The evaluation process begins with a revisit of the objectives of the technology project. The current project was aimed at monitoring and managing sleep patterns to help adults with multiple sclerosis to manage other symptoms such as circadian rhythm, fatigue, and depressive symptoms. Therefore, the evaluator will collect pre- and post-implementation data to test the effectiveness. Data will be obtained using the actigraphy watch, involving intraindividual variability (IIV) and the level of variation of sleep from one night to another. The findings will be compared pre- and post-implementation to reveal whether the technology is effective. Besides, data will be collected from self-report on sleep disturbance, fatigue, and depressive feelings. Similarly, data will be gathered pre- and post-evaluation for comparison (Cresswell, Bates, & Sheikh, 2013). The evaluator will use quantitative methods of data collection, such as a questionnaire. Furthermore, the results from the evaluation will be used for decision-making, concerning the viability of the technology and continued use.

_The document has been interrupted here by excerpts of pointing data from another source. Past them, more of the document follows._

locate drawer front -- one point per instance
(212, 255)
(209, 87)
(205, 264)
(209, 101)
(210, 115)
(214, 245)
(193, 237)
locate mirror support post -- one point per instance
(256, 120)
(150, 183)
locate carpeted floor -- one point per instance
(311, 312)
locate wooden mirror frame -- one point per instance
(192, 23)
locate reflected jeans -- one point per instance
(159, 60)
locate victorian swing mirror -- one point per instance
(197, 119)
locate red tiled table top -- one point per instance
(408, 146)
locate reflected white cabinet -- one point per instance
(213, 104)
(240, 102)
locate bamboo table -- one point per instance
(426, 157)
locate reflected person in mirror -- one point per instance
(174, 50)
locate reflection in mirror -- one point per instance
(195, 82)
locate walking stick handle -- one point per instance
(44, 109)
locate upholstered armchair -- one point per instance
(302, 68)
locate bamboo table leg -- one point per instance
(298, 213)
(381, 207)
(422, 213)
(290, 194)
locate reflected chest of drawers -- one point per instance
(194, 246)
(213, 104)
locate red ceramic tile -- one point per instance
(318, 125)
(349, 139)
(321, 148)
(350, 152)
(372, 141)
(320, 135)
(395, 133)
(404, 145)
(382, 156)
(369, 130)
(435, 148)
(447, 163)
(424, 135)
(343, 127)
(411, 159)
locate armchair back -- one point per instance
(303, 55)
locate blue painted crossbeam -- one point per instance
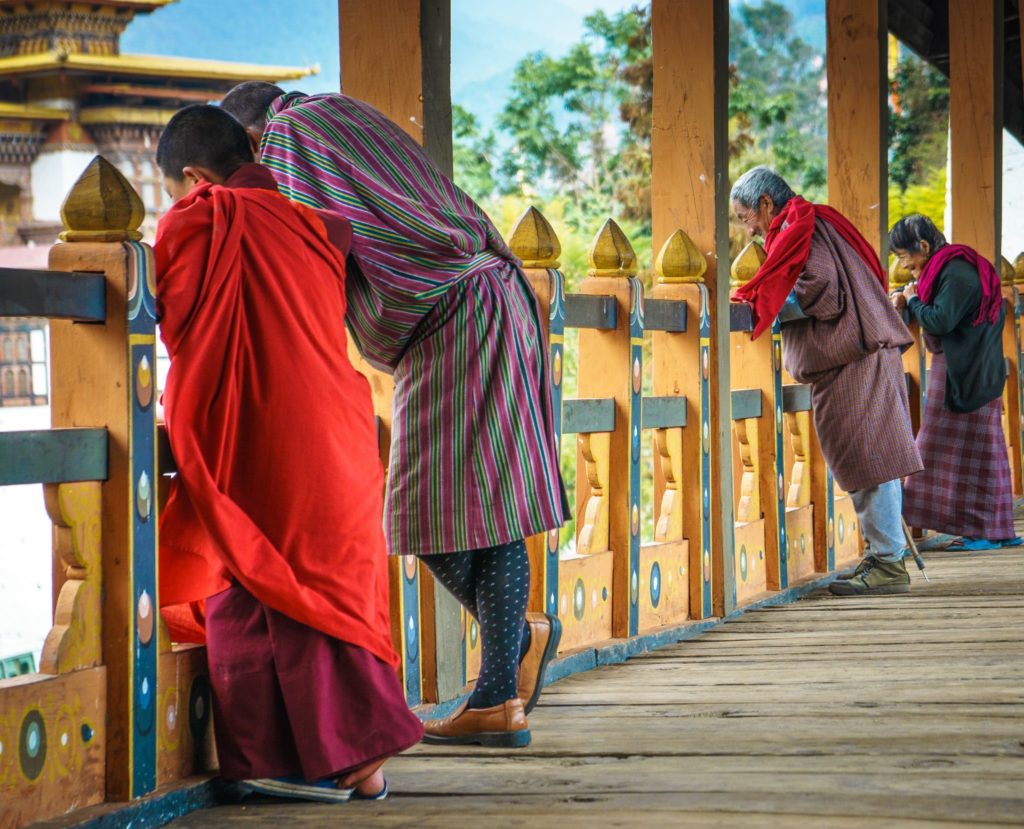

As it is evident from the above analysis, Circadian rhythm, sleep disturbance, fatigue, and depressive symptoms are some of the common challenges among adults with multiple sclerosis. The problem is that most of these symptoms are usually undiagnosed, which creates difficulties for individuals, including adverse effects on their daily work and cognitive functioning. Therefore, it is necessary to implement effective interventions to help adults with multiple sclerosis to manage the symptoms and have a quality life. The project proposes the use of an autography watch to monitor and control the symptoms, especially sleep disturbances. Data from previous projects reveal a high level of effectiveness of the technology in managing sleep disturbances. Therefore, the current plan will potentially be a viable intervention for individuals with multiple sclerosis to live a quality life.